Bong Joon-ho a toujours été un cinéaste du dérèglement, capable de manier la satire, le grotesque et le tragique avec aisance. Mais Mickey 17 s’avère être un film plus fébrile, une créature hybride qui semble parfois à la dérive dans son génie.
Mickey Barnes (Robert Pattinson), être remplaçable et cloné à l’infini, aurait pu être le héros tragique d’une fable existentielle sur la déshumanisation du travail et le sacrifice systémique des faibles. Mais Bong Joon-ho choisit de le transformer en pantin burlesque, une sorte de Forrest Gump de science-fiction, passif et hagard.
Il incarne un Sisyphe lobotomisé, incapable de révolte, à peine conscient de son propre asservissement. Comment penser la révolte si l'opprimé ne résiste pas ? Comment interroger l'humanité d'un clone si ce dernier ne revendique rien ? Le résultat en est une satire étrange, inachevée, qui semble vouloir à la fois accuser et s’amuser.

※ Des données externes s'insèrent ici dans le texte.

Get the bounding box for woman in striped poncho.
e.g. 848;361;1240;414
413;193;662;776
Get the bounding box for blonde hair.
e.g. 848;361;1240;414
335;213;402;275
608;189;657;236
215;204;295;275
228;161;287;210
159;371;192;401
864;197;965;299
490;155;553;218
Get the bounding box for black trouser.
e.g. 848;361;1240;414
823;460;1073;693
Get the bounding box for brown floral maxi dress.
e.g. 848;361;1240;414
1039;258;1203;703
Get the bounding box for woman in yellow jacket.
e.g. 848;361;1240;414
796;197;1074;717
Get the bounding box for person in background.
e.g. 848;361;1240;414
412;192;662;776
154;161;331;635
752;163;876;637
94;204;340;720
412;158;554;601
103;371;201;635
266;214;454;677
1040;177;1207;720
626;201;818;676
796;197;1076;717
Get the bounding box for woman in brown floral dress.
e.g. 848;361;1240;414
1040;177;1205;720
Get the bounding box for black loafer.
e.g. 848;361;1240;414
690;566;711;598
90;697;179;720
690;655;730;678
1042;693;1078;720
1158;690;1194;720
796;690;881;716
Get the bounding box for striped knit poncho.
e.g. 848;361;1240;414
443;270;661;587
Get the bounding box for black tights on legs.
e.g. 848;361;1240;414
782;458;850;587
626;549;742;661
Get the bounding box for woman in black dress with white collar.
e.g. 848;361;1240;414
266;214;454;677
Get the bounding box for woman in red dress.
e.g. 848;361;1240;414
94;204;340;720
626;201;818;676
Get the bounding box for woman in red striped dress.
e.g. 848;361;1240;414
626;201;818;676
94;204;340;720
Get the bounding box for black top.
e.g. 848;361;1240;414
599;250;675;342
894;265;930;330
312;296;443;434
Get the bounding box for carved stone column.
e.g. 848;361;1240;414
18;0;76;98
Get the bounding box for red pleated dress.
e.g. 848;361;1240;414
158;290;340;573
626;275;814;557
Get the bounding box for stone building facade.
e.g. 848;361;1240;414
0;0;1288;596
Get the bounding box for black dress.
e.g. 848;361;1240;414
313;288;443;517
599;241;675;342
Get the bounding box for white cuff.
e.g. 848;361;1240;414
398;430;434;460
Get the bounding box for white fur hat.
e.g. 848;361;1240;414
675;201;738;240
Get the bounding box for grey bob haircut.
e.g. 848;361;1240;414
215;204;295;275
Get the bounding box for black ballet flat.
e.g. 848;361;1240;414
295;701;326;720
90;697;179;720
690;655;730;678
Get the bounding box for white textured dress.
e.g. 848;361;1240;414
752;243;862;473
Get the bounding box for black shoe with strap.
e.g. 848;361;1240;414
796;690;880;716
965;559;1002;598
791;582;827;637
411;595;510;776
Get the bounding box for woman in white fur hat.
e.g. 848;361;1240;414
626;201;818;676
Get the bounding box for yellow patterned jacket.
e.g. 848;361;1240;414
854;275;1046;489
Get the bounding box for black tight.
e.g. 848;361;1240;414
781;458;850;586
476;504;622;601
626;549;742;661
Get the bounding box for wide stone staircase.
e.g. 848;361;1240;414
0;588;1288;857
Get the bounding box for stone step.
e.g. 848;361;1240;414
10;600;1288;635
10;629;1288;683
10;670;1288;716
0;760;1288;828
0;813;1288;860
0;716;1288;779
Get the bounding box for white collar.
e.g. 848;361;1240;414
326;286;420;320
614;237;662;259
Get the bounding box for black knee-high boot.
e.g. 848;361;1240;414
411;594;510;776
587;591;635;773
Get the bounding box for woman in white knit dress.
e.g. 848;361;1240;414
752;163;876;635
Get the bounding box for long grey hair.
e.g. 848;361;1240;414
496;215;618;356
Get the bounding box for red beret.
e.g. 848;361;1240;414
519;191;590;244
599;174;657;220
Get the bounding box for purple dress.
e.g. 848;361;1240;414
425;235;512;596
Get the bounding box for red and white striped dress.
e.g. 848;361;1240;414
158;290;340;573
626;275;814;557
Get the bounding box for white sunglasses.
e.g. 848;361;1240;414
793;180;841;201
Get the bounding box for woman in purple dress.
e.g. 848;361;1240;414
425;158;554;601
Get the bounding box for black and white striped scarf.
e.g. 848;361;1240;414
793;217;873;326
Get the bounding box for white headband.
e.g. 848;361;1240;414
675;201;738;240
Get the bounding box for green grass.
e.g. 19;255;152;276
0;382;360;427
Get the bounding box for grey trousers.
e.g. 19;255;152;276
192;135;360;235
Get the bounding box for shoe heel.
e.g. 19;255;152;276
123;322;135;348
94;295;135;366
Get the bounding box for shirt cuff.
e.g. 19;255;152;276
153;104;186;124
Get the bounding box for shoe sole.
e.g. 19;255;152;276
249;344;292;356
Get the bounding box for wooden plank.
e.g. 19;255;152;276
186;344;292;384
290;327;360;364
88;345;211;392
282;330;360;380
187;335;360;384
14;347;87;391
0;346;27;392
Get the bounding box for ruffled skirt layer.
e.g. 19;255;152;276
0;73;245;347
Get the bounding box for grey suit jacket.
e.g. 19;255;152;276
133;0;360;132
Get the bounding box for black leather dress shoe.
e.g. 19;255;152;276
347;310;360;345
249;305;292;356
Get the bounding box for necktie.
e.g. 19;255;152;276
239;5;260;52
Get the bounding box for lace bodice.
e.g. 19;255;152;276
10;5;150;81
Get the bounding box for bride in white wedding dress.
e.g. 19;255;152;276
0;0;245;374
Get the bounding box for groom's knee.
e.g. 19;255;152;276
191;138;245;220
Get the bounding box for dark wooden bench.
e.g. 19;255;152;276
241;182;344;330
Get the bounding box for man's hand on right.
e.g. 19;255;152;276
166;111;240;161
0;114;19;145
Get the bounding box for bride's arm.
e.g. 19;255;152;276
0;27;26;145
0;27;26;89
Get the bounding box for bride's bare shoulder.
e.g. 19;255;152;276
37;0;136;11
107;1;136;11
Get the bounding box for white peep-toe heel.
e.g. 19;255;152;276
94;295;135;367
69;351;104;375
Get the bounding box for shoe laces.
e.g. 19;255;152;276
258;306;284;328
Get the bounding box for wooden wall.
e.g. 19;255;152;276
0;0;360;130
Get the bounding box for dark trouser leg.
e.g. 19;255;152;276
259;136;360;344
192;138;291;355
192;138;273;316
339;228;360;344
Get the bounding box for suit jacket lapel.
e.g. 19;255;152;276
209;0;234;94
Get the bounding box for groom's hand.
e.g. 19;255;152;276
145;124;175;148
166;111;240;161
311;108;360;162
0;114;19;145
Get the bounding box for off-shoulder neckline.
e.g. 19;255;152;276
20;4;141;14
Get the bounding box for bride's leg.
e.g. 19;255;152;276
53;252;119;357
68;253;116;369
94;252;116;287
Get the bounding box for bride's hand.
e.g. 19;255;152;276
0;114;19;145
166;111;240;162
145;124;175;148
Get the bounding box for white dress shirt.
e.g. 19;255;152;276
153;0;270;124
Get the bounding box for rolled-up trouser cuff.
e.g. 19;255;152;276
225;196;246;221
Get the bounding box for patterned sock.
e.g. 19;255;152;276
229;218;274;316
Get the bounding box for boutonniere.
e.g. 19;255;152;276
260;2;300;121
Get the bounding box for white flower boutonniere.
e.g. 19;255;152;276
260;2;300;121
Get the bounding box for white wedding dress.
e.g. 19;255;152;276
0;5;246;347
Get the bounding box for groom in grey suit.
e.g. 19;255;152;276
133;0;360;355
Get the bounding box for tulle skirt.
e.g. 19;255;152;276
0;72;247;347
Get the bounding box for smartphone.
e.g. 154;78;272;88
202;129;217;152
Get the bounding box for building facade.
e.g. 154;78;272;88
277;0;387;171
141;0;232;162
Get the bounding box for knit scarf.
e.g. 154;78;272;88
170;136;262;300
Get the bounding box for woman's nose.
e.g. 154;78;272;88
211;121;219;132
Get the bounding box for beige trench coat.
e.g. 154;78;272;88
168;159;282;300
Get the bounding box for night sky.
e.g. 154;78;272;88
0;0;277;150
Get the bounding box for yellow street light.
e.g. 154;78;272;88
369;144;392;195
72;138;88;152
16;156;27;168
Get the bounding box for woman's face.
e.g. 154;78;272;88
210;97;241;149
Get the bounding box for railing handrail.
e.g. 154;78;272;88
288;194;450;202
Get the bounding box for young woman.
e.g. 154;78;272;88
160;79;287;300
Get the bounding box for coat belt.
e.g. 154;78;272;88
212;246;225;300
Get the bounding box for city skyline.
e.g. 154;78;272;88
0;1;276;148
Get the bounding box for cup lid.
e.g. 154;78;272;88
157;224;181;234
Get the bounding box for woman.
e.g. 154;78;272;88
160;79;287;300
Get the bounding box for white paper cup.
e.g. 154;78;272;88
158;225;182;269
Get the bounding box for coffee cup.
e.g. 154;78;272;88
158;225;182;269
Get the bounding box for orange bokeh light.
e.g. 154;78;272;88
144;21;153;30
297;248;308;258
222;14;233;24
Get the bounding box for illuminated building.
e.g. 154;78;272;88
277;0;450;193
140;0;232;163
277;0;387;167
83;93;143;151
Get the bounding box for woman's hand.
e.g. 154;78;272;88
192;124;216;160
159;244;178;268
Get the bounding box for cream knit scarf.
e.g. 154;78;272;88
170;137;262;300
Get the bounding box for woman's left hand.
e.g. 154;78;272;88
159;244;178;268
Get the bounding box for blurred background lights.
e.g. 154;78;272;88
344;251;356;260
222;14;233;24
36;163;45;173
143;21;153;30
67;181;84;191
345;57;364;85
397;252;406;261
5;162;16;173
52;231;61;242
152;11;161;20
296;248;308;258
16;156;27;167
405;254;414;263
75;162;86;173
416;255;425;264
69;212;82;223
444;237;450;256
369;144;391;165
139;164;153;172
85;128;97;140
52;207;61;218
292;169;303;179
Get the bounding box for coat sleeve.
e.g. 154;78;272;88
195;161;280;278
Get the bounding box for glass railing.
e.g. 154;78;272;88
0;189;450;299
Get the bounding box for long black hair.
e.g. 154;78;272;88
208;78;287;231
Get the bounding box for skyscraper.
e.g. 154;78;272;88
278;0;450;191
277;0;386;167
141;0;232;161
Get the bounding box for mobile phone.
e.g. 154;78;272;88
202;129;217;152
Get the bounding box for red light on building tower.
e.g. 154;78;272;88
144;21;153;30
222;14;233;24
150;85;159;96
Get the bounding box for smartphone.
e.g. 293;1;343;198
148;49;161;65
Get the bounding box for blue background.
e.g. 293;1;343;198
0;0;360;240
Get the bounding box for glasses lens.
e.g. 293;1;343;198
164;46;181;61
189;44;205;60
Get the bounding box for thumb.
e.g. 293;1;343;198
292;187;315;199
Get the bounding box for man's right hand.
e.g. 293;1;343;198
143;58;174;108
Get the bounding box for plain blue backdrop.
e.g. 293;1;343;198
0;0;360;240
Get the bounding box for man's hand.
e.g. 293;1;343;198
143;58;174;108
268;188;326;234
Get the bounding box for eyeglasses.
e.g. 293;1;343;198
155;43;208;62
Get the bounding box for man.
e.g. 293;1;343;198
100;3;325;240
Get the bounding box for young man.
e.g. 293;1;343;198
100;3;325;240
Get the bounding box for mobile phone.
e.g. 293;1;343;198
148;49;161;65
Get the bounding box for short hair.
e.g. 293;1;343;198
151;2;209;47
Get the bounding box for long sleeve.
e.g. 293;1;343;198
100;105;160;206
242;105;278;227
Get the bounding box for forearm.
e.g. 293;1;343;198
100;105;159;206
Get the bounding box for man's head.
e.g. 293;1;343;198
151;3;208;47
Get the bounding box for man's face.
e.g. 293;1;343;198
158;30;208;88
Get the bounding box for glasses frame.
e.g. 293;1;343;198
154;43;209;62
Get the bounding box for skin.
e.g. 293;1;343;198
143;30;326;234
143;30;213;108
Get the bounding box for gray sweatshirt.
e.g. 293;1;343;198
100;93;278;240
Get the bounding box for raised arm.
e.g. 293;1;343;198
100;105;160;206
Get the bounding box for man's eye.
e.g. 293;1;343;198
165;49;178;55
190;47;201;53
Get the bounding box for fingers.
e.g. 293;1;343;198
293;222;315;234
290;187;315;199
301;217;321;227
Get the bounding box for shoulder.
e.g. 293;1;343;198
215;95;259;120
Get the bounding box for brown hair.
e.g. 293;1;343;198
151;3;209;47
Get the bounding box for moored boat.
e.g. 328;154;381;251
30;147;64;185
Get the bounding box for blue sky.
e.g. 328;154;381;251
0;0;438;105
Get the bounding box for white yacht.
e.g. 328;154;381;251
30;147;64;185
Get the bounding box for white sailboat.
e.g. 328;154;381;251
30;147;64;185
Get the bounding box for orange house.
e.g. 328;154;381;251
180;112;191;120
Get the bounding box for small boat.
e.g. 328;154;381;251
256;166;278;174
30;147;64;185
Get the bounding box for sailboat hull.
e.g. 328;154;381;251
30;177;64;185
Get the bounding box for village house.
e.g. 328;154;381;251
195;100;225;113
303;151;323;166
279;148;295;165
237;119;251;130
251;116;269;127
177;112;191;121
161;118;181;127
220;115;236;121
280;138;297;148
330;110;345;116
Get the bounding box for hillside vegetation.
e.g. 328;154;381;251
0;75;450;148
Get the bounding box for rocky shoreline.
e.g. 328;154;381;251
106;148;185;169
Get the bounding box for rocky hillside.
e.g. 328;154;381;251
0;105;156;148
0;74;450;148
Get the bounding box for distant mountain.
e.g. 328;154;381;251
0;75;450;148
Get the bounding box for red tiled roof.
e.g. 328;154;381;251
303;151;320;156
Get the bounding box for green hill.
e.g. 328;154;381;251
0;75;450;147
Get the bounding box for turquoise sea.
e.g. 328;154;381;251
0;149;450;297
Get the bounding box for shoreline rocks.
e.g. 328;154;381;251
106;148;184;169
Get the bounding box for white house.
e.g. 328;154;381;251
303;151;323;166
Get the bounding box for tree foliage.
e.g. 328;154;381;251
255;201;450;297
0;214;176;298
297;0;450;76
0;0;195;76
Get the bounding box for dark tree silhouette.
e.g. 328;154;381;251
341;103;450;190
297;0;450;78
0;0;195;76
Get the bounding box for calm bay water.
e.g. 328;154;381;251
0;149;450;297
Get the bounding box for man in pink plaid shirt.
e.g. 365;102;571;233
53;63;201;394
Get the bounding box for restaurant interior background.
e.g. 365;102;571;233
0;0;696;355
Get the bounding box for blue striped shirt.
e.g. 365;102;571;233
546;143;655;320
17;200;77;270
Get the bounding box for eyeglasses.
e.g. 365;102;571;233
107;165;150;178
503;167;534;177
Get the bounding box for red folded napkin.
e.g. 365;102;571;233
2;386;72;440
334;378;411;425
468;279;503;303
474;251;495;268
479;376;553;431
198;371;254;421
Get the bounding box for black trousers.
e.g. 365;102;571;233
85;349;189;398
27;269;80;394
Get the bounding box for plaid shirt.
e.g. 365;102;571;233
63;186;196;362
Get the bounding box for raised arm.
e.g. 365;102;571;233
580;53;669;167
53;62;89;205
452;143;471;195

Derrière son épaisse couche de démesure, le film s’abandonne à une logique de carnaval dystopique où Mark Ruffalo, en gouverneur grotesque, et Toni Collette, en stratège caricaturale, donnent tout dans l’excès. Avec eux, la critique du capitalisme et de l'impérialisme s'égare dans un élan pantagruélique.
Ici, Ruffalo et Toni Collette se vautrent dans la surenchère. On est face à un théâtre de marionnettes hystériques, où chaque réplique surligne lourdement le cynisme du capitalisme et la décrépitude de nos dirigeants. Ce jusqu’au-boutisme a une force indéniable, une résonance contemporaine, mais il finit aussi par s’user, à force de vouloir marteler son message avec la subtilité d’un uppercut.
Dans ce monde malade, Bong prophétise une apocalypse gouvernée par des crétins, avides de pouvoir, entourés d'une meute de courtisans grotesques. Mais cette farce cynique se heurte à une réalité encore plus glacante, et surtout actuelle.
Les nombreuses réécritures et coupes semblent avoir laissé des traces profondes sur la construction du film. L’univers est foisonnant, mais déstructuré, parfois incohérent. Certaines idées fascinantes (les variations de personnalité entre les clones, les dilemmes éthiques de la colonisation) sont jetées en vrac sans jamais être vraiment développées. On pose des concepts vertigineux sans prendre le temps de leur donner une substance. Le récit lui-même semble se perdre en cours de route, introduisant des sous-intrigues inutiles qui ne mènent nulle part.
Si Mickey 17 déroute autant, c’est peut-être parce qu’il prétend trop embrasser. Il veut être une dystopie féroce, une comédie noire, une réflexion philosophique et une satire politique en même temps. Or, en multipliant les registres, le film s’effrite, perd de son impact. Là où Parasite trouvait un équilibre entre grotesque et tension dramatique, Mickey 17 penche trop d’un côté puis de l’autre, jusqu'à ce que l’on ne sache plus très bien ce que l’on regarde.
Mais tout cela est aussi sa force. Le film capte quelque chose du monde actuel : un sentiment d’absurdité, d’effondrement, où les figures d’autorité sont risibles et terrifiantes à la fois.
Alors, Mickey 17 est-il un échec ? Peut-être. Mais c’est un échec fascinant, un film trop ambitieux pour son propre bien, trop délabré pour réussir pleinement, mais aussi trop sincère pour être ignoré. Il ne décourage pas la curiosité, bien au contraire. Après tout, le vrai cauchemar serait un film sans aspérités, lisse et prudent. Bong Joon-ho, lui, continue d’explorer quitte à s’y perdre.